EDIT : As every one say that i am correct now, i would like to "prove" the result which i have used just like that namely generalization of A.M-G.M inequality..
I tried but could not see this result in detail. SO, i would be thankful if some one can help me in this case.
Best Answer
This is really a Calculus problem! Indeed, let us look for the maximum of $h(x_1,\dots,x_n)=x_1^2\cdots x_n^2$ on the sphere $x_1^2+\cdots+x_n^2=1$ (a compact set, hence the maximum exists). First note that if some $x_i=0$, then $h(x)=0$ which is obviously the minimum. Hence we look for a conditioned critical point with no $x_i=0$. For this we compute the gradient of $h$, namely $$ \nabla h=(\dots,2x_iu_i,\dots),\quad u_i=\prod_{j\ne i}x_j^2, $$ and to be a conditioned critical point (Lagrange) it must be orthogonal to the sphere, that is, parallel to $x$. This implies $u_1=\cdots=u_n$, and since no $x_i=0$ we conclude $x_1=\pm x_i$ for all $i$. Since $x$ is in the sphere, $x_1^2+\cdots+x_1^2=1$ and $x_1^2=1/n$. At this point we get the maximum of $h$ on the sphere: $$ h(x)=x_1^{2n}=1/n^n. $$
And now we can deduce the bound.
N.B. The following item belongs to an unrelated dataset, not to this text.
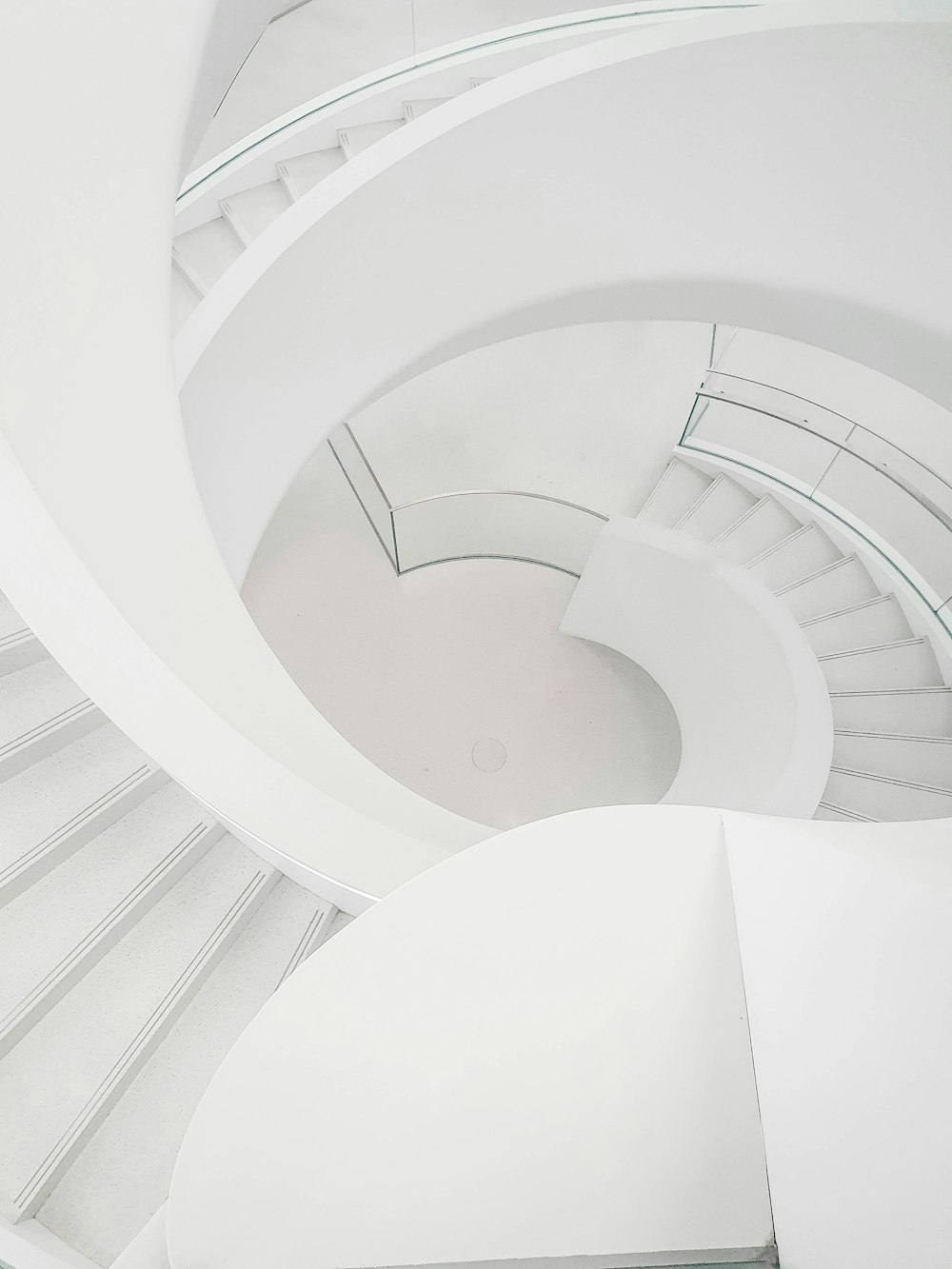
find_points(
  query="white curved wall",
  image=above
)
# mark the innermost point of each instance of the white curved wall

Let $a_1,\dots,a_n$ be positive real numbers and write $a_i=\alpha_i^2$. The point $z=(\alpha_1,\dots,\alpha_n)/\sqrt{\alpha_1^2+\cdots+\alpha_n^2}$ is in the sphere, hence $$ \frac{1}{n^n}\ge h(z)=\frac{\alpha_1^2\cdots\alpha_n^2}{(\alpha_1^2+\cdots+\alpha_n^2)^n}=\frac{a_1\cdots a_n}{(a_1+\cdots+a_n)^n}, $$ and we are done.